5.2.3 Gelet hierop is het College van oordeel dat appellante onvoldoende in de gelegenheid is geweest om de eerder op 9 september 2004 geconstateerde overtredingen te beëindigen, dan wel haar handelen anderszins te richten naar hetgeen destijds is geconstateerd. Mitsdien heeft de minister bij afweging van alle aan de orde komende belangen niet in redelijkheid tot het opleggen van de in deze rubriek besproken boete heeft kunnen overgaan. Voorzover de bevindingen van de controleambtenaar op 22 september 2004 al in redelijkheid de vaststelling van de gestelde overtredingen rechtvaardigen – naar het oordeel van het College kan in dit stadium van de procedure slechts worden gesproken van voortgezette overtredingen – is het gebruikmaken van de bevoegdheid terzake een boete op te leggen buitenproportioneel en dus strijdig met artikel 3:4, tweede lid, van de Algemene wet bestuursrecht (Awb).
5.2.4 De rechtbank heeft gelet op het vorenstaande ten onrechte het beroep tegen het besluit van de minister waarbij - onder meer - de in deze rubriek besproken boetes zijn gehandhaafd, ongegrond verklaard. Het hoger beroep is derhalve gegrond en de aangevallen uitspraak dient in zoverre te worden vernietigd. Doende wat de rechtbank zou behoren te doen, zal het College het beroep gegrond verklaren, de beslissing op bezwaar op vorenvermeld punt vernietigen en het besluit in primo met nummer 200408029 herroepen.
5.3 Het College acht termen aanwezig verweerder in beroep en in hoger beroep met toepassing van artikel 8:75 Awb te veroordelen in de door appellante gemaakte proceskosten.
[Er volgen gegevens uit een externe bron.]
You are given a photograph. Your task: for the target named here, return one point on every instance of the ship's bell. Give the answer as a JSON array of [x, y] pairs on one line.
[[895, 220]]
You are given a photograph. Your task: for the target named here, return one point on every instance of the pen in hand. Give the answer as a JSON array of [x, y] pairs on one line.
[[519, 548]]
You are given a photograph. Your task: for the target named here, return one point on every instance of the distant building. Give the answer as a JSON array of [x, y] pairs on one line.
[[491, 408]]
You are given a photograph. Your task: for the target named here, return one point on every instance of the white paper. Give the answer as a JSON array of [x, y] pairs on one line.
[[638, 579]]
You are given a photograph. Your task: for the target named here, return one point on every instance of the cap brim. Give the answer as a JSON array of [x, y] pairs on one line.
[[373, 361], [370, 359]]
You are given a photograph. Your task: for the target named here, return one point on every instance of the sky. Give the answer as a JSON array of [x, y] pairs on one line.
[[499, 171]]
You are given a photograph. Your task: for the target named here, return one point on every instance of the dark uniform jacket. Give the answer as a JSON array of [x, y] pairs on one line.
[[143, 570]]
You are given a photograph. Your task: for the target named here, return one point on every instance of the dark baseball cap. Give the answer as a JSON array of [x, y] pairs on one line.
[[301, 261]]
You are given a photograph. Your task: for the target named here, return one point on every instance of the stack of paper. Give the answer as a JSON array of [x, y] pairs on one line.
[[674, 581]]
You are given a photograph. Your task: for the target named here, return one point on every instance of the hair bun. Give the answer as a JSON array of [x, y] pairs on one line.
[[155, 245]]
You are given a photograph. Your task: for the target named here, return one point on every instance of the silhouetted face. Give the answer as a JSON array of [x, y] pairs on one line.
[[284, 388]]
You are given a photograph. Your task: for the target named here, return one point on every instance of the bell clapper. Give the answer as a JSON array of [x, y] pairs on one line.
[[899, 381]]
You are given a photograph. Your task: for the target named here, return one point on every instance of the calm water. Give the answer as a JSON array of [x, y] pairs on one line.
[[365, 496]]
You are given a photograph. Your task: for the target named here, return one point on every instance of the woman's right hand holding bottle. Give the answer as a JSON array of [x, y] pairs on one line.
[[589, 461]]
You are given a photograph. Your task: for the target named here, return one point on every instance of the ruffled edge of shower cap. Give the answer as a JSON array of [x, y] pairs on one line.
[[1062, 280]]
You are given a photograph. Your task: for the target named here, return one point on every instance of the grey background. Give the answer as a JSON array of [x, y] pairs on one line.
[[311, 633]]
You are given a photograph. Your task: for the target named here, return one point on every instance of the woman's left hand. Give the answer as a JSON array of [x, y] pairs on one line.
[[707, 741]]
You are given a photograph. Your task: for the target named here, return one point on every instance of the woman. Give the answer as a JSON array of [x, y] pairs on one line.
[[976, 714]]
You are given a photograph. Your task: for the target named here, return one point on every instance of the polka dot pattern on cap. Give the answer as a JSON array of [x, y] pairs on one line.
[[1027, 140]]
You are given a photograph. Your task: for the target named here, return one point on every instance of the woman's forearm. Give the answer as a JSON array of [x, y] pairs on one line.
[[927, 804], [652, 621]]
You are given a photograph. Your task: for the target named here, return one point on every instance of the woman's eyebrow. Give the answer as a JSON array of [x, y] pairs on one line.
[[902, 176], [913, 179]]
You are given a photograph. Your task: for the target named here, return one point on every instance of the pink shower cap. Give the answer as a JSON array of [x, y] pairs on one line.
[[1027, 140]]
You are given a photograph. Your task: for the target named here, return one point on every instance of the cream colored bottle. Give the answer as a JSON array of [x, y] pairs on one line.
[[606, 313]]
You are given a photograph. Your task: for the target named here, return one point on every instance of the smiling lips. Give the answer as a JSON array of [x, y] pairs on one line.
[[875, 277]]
Deze kosten worden op voet van het bepaalde in het Besluit proceskosten bestuursrecht vastgesteld op € 1.288, -, te weten 1 punt voor het indienen van het beroepschrift, 1 punt voor het verschijnen ter zitting van de rechtbank, 1 punt voor het indienen van een hoger beroepschrift en 1 punt voor het verschijnen ter zitting van het College, met wegingsfactor 1, ad € 322, - per punt.